Millôr Fernandes certo dia escreveu naquela
página dupla chamada Pif-Paf, que publicava na revista O Cruzeiro: “Se o hábito
não faz o monge, fá-lo parecer de longe.”
Impossível síntese melhor. Jamais esqueci. Se é
verdade que um monge não se reduz ao hábito e nem é determinado por ele, o fato
é que, vestido de monge, parece exatamente isso: um monge.
Pois amanheci pensando nisso, a falta de coisa
melhor para pensar. Ainda dormindo em pé, enfiei os pés num par de chinelos –
muito macio e confortável – e fui pelo apartamento em busca de um copo de água.
Tomei a água e comecei a preparar meu café da manhã, uma das coisas mais
deliciosas que se pode fazer na vida. Ferver água. Separar o filtro de papel.
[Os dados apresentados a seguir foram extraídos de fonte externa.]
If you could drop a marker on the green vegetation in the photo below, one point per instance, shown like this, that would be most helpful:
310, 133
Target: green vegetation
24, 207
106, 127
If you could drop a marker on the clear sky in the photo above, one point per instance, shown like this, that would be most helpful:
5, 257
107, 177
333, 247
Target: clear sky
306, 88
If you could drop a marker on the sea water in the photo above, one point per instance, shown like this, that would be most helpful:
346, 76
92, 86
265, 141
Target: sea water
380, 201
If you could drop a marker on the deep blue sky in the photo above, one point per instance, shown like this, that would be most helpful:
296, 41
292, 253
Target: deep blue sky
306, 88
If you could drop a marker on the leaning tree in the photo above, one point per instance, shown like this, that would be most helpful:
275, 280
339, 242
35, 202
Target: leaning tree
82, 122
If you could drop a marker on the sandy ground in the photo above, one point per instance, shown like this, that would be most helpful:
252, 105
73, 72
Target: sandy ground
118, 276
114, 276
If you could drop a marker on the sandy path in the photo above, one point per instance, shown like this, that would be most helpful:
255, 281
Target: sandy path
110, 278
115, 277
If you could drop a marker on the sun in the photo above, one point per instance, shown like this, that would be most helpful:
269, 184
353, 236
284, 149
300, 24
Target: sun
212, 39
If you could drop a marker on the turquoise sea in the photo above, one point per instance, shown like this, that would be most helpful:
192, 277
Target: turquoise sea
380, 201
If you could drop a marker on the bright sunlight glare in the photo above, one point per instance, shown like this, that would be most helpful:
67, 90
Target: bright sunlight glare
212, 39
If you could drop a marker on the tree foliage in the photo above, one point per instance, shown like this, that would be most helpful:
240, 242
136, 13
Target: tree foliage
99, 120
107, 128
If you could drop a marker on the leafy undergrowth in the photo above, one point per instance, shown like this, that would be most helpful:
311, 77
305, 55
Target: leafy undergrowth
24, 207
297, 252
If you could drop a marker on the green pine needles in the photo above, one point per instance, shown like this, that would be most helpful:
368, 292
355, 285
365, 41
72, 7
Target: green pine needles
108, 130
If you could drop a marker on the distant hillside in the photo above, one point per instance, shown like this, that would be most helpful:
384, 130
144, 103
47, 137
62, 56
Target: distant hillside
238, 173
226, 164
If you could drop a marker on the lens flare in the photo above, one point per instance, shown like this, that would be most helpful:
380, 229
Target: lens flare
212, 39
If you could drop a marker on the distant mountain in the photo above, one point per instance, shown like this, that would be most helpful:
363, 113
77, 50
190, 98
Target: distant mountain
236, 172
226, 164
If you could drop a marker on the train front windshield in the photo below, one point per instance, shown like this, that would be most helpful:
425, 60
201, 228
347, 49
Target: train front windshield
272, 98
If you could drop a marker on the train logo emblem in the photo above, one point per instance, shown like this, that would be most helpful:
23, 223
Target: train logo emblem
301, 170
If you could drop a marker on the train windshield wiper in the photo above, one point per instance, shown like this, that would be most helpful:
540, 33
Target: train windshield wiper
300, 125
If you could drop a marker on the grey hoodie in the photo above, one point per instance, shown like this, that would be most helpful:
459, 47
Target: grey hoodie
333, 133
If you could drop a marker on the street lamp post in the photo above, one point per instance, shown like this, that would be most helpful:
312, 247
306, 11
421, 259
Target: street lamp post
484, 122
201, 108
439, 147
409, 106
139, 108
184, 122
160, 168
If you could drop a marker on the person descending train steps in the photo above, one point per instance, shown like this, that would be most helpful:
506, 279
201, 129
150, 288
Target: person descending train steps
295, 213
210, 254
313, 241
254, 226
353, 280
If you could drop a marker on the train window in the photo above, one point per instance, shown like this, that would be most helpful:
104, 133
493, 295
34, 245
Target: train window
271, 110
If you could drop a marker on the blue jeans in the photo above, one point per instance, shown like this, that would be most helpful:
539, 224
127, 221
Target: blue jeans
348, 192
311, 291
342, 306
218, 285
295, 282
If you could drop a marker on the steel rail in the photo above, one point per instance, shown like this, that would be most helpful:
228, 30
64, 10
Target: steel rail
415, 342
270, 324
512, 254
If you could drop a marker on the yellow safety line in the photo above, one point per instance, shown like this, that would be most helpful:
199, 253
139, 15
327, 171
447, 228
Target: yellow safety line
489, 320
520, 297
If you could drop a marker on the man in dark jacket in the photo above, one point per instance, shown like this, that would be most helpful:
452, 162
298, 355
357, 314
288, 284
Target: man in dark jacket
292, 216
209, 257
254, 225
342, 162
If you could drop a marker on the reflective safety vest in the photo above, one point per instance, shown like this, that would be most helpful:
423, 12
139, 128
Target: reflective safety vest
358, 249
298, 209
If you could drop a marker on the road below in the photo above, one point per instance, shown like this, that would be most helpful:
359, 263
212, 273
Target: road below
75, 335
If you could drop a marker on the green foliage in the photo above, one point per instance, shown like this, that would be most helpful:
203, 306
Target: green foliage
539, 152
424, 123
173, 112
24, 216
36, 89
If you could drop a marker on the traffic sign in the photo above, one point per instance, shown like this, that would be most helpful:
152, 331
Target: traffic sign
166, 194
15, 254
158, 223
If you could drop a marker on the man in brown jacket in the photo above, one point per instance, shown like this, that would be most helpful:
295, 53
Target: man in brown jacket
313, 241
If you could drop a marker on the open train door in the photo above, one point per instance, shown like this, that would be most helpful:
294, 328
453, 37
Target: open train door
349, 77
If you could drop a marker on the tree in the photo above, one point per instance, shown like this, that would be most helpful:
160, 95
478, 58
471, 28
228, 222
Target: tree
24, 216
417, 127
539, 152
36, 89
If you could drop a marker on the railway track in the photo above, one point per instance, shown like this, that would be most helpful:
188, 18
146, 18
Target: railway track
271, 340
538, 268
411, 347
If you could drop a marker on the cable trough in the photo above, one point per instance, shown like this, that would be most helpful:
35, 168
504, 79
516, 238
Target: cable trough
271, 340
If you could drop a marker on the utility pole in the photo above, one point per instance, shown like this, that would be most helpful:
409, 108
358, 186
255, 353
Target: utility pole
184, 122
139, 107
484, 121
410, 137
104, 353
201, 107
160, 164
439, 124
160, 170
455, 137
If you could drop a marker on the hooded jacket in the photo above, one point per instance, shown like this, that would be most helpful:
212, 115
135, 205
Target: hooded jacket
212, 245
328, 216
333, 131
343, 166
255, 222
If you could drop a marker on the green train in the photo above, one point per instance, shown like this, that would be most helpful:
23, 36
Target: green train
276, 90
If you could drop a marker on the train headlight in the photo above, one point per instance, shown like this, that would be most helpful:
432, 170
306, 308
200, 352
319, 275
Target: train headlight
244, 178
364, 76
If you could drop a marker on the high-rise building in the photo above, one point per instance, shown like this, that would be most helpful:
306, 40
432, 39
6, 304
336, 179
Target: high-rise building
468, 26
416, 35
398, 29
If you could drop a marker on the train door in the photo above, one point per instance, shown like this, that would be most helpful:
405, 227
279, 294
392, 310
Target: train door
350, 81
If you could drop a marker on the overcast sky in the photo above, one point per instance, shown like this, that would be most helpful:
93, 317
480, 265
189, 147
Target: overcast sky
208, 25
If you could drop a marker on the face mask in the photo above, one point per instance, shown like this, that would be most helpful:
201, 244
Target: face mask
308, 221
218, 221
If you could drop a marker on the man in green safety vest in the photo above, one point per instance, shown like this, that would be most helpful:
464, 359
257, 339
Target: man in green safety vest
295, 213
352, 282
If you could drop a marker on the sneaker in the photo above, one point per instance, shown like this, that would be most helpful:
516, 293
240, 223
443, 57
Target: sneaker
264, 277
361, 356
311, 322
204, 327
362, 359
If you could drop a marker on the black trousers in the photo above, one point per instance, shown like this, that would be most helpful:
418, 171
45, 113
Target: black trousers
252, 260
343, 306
Retirar o café da geladeira. Colocar o pó no filtro com cuidado, na medida
certa. Dispor a mesa, o queijo, o peito de peru, a manteiga. E assim fui,
cabeceando de sono, compenetrado nessas tarefas matutinas como um monge que
rezasse o breviário.
Sempre me lembro dos frades do internato do
colégio Santo Antônio, em Blumenau, onde estudei até que me expulsassem por
justa causa. Saíamos do dormitório ainda na madrugada, sonolentos, esbarrando
uns nos outros, e íamos em direção ao refeitório. Mas era preciso esperar que
as portas fossem abertas. Ficávamos no pátio. Uns se divertiam em dar cascudos
nos outros, sendo que eu, pela sonolência talvez, olhava para um corredor
externo que corria ao longo do segundo andar, onde ficava o convento.
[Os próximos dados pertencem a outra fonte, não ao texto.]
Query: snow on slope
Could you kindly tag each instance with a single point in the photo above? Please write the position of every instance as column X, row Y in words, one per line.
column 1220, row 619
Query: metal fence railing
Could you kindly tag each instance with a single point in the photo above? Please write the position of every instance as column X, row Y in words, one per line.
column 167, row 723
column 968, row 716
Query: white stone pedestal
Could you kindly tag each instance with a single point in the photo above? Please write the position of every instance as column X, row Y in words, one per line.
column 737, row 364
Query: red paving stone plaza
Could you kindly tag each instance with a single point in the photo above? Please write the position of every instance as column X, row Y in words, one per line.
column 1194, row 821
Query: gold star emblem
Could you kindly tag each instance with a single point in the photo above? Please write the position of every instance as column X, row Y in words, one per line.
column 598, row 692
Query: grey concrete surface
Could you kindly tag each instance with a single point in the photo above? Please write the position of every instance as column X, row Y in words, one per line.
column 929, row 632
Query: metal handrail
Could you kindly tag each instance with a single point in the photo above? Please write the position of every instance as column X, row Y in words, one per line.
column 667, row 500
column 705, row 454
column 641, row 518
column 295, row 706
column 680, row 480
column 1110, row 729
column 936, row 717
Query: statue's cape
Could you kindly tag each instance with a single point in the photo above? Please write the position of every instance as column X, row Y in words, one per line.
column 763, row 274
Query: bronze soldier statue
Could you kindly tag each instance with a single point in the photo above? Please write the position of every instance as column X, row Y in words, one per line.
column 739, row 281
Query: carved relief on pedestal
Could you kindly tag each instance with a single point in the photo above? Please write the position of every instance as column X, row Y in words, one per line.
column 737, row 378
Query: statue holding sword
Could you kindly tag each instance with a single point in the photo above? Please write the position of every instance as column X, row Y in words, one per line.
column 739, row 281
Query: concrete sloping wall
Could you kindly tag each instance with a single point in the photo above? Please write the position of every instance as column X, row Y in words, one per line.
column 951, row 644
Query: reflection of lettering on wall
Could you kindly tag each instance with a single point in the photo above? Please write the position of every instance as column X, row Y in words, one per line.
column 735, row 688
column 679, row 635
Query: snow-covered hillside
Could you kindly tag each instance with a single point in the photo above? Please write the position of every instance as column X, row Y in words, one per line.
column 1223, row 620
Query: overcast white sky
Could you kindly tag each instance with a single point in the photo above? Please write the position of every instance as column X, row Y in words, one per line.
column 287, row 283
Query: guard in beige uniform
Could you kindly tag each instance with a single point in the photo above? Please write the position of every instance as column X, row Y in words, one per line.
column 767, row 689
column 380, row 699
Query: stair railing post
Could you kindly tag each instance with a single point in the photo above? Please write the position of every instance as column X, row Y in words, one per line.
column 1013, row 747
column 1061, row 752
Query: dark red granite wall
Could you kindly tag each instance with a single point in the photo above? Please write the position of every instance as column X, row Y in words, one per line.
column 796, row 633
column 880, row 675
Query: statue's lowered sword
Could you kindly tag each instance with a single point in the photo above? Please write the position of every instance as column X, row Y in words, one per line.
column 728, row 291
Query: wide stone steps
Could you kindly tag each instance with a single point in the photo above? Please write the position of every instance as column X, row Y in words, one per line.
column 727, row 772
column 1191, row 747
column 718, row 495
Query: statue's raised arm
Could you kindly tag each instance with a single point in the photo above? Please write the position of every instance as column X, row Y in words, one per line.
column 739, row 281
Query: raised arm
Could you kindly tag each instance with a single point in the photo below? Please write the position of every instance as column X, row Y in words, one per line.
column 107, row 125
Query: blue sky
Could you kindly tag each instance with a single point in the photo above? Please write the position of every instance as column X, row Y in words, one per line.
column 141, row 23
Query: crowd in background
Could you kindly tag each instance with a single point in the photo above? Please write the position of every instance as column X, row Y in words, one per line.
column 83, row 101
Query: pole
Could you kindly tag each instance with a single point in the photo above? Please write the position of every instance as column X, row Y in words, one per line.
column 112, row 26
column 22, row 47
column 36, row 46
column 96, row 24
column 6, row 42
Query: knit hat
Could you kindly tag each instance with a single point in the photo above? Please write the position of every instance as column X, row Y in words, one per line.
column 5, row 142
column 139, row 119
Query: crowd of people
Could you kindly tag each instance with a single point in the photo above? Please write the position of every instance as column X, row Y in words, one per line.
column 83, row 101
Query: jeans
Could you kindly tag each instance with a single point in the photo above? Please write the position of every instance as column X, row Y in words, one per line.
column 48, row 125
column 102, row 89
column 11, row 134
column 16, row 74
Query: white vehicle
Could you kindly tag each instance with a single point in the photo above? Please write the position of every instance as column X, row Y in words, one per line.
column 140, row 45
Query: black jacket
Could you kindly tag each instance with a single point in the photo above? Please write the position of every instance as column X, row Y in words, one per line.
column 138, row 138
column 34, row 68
Lá estavam os frades, indo e vindo, o nariz
enfiado no breviário, o capuz marrom cobrindo suas cabeças. Era um espetáculo
notável. Andavam lentamente, em passos regulares, e rezavam, embora não fosse
possível ouvir suas vozes. Rezavam pelos pecados do mundo, pensava eu, ou pelos
próprios pecados, pois já naquela época tinha comigo que monges e frades também
acumulam um vasto repertório de pecados.
Hoje não sei se monges e frades rezam daquela
maneira quando o dia ainda não se colocou de pé e o sol teima em ficar
escondido. Mas aquele desfile piedoso era um autêntico espetáculo de fé;
afinal, quem duvidaria da fé de um frade enfatiotado numa batina marrom e tendo
sobre a cabeça um capuz solene?
Só interrompia a contemplação daquela andança
mística dos frades quando as portas do refeitório se abriam com estrondo,
manejadas por duas freirinhas pequeninas que eu veria nos filmes de Fellini
anos depois. A trilha sonora era o barulho de xícaras e talheres. A fome vencia
o estado de torpor e lá íamos tomar de assalto às mesas onde estavam os bules,
as xícaras, as fatias de pão, a manteiga e algum doce, que lá em Blumenau
chamam de chimia (do alemão schmier, graxa).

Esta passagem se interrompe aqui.